Growing up as a loner in Montana wasn't easy and Ford's alcohol abuse
didn't help. "It was getting to the point that I didn't even know who I was...
as a person," says the now reformed Ford. "I was a god damn mess." Ford was indeed a mess.
At 17 years old, he began balding from a rare form of genocycosis brought on from excessive alcohol consumption.
"I was drinking around 13 buds a day and tons of vodka. My whole pay check as a lumber jack went to alcohol," says Ford. "I wish I would have never heard of booze."
Ford's alcohol problem took a turn for the worse when he decided to drink and drive late one friday night back in the eighties. Ford was driving home from a local bar in Fort Benton, MT
when he lost control and ran over and killed a 7 year old cocker spaniel. Ford was jailed for 16 years without possibility for parole. In prison, he decided that it was
time to change his ways. He joined a prayer group and became a Latter Day Saint. He also took up watching Chuck Norris movies. "I guess it was that show Walker: Texas Ranger that hooked me." says Ford. "The last
name was the same as mine so naturally I liked it."
Ford was released from the Montana State Prison in 1998, but he soon would be haunted by demons once again. He started selling smack to kids outside a movie theater he worked at so he could pay for his pain killers.

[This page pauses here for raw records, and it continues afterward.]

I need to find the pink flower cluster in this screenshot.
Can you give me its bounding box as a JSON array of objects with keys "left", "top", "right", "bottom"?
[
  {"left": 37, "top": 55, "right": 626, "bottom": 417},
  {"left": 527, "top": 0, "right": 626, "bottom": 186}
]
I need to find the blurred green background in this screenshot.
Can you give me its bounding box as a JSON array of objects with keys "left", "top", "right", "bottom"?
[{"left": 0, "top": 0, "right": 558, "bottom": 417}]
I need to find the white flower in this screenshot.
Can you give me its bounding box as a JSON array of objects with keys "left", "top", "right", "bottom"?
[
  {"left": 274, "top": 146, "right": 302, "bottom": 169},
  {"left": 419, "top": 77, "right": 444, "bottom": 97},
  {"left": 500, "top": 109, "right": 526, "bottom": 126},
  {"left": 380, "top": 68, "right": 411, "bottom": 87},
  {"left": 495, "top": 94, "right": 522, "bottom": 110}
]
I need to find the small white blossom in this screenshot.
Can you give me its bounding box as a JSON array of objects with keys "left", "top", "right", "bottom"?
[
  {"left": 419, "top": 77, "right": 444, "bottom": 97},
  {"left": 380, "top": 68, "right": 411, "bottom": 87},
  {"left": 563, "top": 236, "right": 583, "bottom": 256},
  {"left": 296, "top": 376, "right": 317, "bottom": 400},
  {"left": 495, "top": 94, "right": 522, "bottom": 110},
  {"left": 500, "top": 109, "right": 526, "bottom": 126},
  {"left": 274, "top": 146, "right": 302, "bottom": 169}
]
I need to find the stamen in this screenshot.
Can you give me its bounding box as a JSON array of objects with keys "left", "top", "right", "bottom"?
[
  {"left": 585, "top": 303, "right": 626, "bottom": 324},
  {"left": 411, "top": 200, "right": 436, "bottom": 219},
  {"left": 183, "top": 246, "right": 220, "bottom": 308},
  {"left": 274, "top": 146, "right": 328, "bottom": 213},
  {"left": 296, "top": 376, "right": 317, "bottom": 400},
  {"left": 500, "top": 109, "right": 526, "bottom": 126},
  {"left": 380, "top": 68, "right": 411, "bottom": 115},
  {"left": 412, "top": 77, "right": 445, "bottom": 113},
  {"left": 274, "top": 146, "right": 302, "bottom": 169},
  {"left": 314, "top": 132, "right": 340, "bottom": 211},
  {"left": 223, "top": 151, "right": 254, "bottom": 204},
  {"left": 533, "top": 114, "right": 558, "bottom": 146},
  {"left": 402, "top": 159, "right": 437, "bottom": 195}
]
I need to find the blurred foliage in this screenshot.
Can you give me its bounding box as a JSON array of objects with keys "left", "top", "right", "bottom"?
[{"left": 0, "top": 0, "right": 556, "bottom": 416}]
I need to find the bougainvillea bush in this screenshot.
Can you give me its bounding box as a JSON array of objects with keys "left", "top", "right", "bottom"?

"I was in a lot pain after prison, so I needed pain killers. The movie theater just didn't pay enough." says Ford shyly. "It still hurts." After he had been in the drug dealing business for a couple of years, he became good friends
with one of his best customers, who so happened to be Lover Boy of the UWC. The movie theater owners eventually found out about Ford's drug dealing business and fired him. Lover Boy suggested that Ford try getting a job with the Ultimate
Wrestling Challenge. Ford joked at the idea. "I wasn't going to work for some gay wrestling federation. I'd rather be cutting down big timber and selling drugs to lumber jacks or working on a dairy farm... but I came to the realization all those
things would not and could not happen. So I put in a application with Dan Gregier, the owner of the UWC as a interviewer and I got the job on the spot." says Ford. "It was probably the best job decision I have ever made."
So Ford is now the official UWC interviewer and is on a totally different level from what was at when he was 17 years old. He went from an alcholic dog murderer to a druggy wrestling interviewer. Many would say that isn't much of a change but
to Ford it is. "I am a way better person now then I ever was... now I don't drink."